Add-ons/Future of Bootstrap
Third party add-ons can only be a WebExtension. However "internal" Mozilla add-ons can be bootstrapped with special signing. We intend to remove bootstrapped add-ons completely from the Firefox ecosystem.
See Internal Signing for information on this internal signing process.
Bootstrapped add-ons represent use of a legacy technology. The tools and paths are becoming increasingly deprecated and broken. Bootstrapped add-ons can easily be broken every release and make updating Firefox harder.
Mozilla should use, as much as possible, the same tools as everyone else. This will drive WebExtensions forward for third party and internal consumers.
Working with the teams that have bootstrapped add-ons we'll do one of the following, depending upon what makes the most sense:
- Move the custom code into Firefox.
- Move the custom code into a WebExtension Experiment bundled with the WebExtension 1364976.
- Move the custom code into Firefox as a WebExtension API.
- Move the custom code into Firefox as a WebExtension API available only to Mozilla 1280235.
A working group has been established to work on this and we'll be sending out some documentation and plans shortly.
Other changes in Firefox have the potential to break bootstrapped extensions. This page is meant to document some of the problems that authors of bootstrapped extensions should be aware of.
- Tightened content process sandbox: The sandbox for web content processes now prevents these processes from reading from the filesystem outside of the profile. As a result, if you use temporary installation (i.e., the "Load Temporary Add-on" button in about:debugging) and your extension loads anything from a resource: URL in a content process, this will break. Possible workarounds include relaxing the sandboxing restrictions by setting the "security.sandbox.content.level" preference, installing the extension into the profile during development, or restructuring the extension to communicate with content processes via message managers.
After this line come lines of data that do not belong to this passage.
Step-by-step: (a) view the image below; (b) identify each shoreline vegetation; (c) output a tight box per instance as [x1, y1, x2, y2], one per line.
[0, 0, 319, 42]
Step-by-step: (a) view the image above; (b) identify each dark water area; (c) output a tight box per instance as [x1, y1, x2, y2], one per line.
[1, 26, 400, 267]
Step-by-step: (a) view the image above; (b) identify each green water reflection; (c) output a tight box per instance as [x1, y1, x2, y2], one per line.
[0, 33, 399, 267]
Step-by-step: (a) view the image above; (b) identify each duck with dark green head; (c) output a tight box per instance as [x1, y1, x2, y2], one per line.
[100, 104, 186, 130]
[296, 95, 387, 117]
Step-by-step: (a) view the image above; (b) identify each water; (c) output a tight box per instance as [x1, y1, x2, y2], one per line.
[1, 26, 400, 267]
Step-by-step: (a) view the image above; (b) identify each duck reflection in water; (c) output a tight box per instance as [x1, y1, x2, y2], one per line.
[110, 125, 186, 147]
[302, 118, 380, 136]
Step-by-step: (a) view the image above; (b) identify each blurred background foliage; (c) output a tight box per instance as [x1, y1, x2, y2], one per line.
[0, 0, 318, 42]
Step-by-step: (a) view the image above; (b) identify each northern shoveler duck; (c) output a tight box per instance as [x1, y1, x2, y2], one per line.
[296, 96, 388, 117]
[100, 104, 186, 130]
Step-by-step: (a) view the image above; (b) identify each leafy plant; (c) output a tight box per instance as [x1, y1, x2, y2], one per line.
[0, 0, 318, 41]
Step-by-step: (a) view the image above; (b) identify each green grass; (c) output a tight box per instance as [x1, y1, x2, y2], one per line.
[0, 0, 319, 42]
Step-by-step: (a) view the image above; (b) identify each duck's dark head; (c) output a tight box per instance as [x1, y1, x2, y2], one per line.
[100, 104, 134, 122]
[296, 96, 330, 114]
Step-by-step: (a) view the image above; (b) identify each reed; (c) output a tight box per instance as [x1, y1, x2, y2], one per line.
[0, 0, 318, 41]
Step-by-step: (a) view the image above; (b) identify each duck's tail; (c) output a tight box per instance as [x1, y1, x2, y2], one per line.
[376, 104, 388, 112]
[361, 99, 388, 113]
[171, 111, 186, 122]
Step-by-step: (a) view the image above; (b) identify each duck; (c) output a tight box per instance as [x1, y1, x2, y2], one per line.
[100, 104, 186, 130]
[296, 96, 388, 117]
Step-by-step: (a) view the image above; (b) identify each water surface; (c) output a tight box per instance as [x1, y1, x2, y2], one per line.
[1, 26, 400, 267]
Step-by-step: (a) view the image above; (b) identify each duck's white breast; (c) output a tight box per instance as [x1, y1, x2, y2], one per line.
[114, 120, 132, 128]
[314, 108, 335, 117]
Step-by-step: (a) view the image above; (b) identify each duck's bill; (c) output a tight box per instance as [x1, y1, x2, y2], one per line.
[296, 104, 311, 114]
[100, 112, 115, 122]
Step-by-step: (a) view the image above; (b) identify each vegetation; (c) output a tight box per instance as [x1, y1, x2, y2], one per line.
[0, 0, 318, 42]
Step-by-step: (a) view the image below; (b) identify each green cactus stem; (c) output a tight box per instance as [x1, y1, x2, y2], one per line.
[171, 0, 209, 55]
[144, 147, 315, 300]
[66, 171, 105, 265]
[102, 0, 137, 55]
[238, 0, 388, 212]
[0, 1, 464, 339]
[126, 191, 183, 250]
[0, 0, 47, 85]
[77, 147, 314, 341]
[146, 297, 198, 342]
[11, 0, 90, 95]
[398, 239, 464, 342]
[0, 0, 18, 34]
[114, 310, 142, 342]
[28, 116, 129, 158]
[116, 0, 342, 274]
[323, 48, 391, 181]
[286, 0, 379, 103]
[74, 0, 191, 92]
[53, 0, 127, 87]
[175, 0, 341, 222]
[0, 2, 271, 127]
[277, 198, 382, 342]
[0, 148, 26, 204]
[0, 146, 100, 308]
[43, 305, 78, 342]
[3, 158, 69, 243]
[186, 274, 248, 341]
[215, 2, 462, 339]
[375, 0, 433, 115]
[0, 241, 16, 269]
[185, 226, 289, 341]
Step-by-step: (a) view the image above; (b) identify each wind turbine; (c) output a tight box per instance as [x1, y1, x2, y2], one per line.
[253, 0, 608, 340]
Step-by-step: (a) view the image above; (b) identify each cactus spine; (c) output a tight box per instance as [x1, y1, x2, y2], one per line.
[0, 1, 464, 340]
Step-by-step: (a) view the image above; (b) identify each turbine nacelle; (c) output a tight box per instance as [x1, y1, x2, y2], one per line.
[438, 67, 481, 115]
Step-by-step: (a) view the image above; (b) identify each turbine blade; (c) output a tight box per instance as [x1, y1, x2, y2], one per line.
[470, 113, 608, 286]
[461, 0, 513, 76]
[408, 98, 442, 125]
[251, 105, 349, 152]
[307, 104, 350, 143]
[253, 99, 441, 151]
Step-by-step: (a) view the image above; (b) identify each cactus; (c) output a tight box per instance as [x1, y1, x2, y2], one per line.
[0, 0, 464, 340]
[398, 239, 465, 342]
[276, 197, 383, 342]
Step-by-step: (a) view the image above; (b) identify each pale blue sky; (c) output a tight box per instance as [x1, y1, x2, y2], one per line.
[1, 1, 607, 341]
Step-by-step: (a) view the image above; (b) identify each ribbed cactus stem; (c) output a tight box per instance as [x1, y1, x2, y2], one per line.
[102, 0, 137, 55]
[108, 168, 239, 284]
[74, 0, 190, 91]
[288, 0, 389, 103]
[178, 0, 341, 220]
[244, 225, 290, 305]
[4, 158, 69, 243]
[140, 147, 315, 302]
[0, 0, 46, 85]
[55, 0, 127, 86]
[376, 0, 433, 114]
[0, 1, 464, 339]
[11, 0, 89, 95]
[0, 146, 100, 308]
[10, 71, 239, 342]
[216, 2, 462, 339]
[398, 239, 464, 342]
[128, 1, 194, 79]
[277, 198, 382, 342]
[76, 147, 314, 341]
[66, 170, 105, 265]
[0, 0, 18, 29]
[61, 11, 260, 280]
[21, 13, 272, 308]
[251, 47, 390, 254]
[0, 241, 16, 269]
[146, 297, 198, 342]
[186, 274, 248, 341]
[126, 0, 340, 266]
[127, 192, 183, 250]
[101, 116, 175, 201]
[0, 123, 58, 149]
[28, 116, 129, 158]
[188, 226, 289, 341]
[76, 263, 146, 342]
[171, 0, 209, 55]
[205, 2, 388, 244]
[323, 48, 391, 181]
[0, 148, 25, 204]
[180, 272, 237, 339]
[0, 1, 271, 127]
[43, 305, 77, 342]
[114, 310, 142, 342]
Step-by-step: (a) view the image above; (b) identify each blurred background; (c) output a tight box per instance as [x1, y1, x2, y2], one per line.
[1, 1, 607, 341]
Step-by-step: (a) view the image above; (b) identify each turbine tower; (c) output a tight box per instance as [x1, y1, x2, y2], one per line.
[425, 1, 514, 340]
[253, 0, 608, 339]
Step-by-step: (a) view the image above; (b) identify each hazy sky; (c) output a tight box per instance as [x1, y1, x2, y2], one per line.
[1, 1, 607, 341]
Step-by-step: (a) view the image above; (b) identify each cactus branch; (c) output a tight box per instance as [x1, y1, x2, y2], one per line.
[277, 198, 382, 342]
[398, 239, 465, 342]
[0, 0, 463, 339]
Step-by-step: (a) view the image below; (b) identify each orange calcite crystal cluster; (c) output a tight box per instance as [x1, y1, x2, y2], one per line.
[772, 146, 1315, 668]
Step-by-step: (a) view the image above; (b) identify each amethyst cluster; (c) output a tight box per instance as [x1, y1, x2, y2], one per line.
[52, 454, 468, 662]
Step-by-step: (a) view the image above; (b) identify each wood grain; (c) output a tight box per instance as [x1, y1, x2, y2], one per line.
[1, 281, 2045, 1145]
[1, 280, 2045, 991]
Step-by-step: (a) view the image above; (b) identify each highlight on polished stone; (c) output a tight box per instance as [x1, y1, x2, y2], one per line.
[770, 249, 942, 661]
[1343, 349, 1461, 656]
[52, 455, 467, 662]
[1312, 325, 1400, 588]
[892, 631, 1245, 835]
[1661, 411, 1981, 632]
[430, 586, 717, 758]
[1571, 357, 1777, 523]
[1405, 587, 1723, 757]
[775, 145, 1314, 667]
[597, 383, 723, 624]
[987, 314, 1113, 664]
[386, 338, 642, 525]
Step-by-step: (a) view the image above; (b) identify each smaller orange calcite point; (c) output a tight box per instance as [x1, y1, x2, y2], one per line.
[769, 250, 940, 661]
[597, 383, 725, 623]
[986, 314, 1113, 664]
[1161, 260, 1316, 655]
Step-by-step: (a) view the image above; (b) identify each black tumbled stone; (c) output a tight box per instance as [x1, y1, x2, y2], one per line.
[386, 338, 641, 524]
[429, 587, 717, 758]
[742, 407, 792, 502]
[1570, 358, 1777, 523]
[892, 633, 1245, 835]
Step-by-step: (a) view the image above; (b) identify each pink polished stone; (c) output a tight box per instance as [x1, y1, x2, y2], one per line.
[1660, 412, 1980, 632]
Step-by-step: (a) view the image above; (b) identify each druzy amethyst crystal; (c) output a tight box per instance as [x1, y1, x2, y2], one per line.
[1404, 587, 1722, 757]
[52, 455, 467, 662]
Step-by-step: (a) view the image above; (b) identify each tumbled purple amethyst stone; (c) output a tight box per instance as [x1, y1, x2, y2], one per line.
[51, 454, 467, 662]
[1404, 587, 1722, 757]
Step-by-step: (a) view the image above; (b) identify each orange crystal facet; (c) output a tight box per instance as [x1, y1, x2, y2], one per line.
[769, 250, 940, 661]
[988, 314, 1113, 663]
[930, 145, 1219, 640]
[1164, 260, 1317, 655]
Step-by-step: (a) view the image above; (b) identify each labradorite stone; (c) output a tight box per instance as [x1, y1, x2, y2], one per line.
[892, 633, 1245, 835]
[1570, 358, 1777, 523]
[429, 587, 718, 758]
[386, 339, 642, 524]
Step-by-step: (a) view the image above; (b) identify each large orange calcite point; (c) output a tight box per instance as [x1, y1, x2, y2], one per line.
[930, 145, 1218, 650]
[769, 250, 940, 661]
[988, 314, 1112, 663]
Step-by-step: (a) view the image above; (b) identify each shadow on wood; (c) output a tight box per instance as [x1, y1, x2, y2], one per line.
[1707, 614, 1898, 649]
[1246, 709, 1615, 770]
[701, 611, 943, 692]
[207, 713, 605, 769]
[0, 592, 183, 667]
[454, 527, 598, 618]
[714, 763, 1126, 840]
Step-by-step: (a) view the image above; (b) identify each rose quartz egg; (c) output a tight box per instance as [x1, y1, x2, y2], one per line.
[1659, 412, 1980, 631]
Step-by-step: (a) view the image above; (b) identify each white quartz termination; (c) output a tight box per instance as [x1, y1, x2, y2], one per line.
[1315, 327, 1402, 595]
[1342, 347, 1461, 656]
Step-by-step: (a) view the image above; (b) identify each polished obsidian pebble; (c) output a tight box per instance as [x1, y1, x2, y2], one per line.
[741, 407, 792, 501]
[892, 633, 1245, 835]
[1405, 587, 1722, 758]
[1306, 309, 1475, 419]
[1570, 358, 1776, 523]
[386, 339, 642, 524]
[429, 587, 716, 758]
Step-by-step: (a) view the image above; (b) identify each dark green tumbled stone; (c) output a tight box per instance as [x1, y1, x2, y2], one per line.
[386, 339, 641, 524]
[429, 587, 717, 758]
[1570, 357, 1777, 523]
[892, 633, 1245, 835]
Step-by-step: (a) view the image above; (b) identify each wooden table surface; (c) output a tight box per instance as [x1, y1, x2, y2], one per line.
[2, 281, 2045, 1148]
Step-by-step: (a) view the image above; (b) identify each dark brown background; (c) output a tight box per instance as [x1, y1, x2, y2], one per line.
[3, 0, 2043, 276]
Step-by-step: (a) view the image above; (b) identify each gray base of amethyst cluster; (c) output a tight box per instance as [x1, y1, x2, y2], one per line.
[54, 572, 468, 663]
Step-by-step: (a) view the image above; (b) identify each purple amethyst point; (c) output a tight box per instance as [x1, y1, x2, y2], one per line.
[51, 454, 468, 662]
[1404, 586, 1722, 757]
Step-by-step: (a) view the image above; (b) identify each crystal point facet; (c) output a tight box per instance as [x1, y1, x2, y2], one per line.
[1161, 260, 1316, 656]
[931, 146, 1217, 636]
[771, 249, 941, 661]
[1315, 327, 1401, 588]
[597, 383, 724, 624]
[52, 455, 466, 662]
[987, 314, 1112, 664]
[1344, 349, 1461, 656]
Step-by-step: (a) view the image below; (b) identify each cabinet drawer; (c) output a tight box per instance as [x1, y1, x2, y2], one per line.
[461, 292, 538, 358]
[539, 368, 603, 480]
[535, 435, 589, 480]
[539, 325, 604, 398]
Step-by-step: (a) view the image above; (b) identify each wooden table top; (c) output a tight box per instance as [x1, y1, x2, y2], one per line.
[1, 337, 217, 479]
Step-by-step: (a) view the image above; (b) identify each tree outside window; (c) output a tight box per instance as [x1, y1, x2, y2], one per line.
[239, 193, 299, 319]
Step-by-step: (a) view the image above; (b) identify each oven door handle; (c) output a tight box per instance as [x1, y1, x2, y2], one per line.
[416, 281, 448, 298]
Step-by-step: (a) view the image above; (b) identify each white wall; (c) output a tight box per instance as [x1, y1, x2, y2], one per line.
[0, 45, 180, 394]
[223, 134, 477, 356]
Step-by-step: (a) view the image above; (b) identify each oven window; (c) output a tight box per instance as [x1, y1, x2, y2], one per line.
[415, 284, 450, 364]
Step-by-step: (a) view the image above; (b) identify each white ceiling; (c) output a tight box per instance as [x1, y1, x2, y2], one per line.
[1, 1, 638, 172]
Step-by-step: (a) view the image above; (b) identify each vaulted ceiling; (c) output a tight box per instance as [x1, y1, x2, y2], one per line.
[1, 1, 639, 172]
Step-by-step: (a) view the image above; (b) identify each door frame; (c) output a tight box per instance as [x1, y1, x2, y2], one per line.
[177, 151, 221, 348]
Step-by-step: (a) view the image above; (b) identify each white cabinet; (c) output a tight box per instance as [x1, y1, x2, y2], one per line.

- Changes to internal interfaces: We previously took care not to change XPCOM interfaces that might be used by extensions. With extension no longer able to access Components directly, internal interfaces may change at any time. If your extension is not covered by tests that run in automation, be aware that it may be broken by internal changes at any time. Similarly, there is an active effort to remove XBL bindings, an extension that uses XUL+XBL is at risk of having XBL bindings disappear at any moment.